The remarks sent White House Press Secretary Karin Jean-Pierre scrambling to cover for the President.
Jean-Pierre said: "I think the broader case that he was trying to make, which I think most leaders and allies across the globe understand, is he was saying that when it comes to who we are as a nation, we are a nation of immigrants, that is in our DNA."
Biden's Korean mix-up follows the shock reveal last month that the President has made at least 148 gaffes and public blunders so far this year, which White House communications staff have had to fix for official transcripts.
The 81-year-old president has stumbled in 118 statements, speeches or comments made between January 1 and April 24.

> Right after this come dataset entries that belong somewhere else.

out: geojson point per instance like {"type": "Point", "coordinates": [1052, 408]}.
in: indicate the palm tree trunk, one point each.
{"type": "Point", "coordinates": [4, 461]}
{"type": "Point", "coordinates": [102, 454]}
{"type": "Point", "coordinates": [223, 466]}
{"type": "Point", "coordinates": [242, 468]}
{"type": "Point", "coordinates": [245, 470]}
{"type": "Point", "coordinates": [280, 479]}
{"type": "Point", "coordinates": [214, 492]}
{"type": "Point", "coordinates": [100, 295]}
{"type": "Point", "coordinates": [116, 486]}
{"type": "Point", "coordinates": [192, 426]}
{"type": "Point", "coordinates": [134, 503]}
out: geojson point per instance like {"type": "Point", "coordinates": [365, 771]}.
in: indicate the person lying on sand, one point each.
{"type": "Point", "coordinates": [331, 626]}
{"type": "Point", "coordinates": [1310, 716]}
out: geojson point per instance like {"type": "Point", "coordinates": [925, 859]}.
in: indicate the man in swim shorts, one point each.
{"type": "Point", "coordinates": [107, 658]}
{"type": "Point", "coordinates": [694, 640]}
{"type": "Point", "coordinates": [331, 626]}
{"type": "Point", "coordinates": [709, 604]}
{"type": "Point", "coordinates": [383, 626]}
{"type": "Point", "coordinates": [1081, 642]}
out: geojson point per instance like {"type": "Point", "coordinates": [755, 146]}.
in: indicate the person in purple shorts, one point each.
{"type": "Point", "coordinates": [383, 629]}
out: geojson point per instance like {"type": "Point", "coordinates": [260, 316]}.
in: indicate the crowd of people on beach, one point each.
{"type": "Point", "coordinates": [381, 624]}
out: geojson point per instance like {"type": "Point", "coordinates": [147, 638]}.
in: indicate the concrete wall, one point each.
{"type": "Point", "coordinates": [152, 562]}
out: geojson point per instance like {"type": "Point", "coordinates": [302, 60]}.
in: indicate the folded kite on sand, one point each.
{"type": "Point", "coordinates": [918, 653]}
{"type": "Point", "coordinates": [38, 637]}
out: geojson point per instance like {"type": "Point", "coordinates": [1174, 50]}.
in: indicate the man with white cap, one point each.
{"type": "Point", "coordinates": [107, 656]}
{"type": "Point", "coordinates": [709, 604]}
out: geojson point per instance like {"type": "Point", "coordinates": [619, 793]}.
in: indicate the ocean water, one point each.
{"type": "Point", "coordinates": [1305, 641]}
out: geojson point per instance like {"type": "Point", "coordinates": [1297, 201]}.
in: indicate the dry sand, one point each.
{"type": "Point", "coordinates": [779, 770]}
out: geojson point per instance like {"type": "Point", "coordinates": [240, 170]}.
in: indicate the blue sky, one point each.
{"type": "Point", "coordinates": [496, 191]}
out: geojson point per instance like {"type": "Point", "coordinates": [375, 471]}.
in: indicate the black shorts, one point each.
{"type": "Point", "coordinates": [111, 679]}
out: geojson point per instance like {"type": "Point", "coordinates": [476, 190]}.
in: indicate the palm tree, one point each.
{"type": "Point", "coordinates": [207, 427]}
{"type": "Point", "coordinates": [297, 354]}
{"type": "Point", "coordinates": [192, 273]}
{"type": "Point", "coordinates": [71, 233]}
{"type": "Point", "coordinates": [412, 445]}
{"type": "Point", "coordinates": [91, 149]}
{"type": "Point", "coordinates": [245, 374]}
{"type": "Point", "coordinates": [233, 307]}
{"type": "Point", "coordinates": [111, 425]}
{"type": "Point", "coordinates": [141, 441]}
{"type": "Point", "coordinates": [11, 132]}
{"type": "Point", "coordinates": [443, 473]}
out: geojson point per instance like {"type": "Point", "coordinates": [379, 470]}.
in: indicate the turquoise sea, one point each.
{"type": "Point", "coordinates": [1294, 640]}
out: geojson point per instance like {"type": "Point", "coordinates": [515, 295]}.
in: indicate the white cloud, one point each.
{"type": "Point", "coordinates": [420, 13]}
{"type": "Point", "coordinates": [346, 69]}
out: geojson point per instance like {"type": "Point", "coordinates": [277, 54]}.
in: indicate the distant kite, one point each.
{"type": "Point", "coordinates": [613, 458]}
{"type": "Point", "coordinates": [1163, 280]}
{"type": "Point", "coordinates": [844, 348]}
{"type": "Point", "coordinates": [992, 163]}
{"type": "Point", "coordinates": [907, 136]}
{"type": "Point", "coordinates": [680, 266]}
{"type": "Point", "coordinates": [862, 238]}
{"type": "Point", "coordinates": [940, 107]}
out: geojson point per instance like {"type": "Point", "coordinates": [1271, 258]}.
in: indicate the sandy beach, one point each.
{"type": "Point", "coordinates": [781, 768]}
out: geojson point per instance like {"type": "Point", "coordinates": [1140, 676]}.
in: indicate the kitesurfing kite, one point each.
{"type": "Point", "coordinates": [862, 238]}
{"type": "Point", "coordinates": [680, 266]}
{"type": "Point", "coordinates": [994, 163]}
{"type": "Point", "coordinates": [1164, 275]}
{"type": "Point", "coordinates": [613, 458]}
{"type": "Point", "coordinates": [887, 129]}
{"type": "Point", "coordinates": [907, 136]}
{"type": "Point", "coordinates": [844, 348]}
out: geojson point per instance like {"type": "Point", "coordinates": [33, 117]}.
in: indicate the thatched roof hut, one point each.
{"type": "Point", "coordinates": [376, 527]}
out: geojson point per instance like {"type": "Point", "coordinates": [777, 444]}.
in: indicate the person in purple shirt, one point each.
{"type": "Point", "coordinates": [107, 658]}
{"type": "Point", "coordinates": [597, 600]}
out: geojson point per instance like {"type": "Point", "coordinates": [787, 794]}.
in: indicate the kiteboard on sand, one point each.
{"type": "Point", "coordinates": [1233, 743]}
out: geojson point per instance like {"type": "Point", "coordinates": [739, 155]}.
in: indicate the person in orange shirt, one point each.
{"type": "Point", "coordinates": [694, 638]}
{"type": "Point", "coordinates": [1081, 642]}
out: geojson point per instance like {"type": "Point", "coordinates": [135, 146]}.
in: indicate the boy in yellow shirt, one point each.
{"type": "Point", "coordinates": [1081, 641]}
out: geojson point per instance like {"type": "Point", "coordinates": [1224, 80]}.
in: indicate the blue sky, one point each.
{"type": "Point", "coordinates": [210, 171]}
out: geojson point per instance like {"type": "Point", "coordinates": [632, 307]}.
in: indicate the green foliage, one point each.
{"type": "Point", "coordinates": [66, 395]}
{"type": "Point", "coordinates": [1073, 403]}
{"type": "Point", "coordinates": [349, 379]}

According to a review of official White House records conducted by the Daily Caller, communications personnel had to make the edits in order to align Biden’s words with his public policy stances.
Biden's starting stutter - a problem from which he has suffered since childhood, but one which appears to have ramped up in recent months - will only serve as more ammunition for his electoral opponent Donald Trump, who's seeking to become just the second Commander-in-Chief to serve two non-consecutive terms in the Oval Office, with Grover Cleveland achieving the same feat in the 19th century.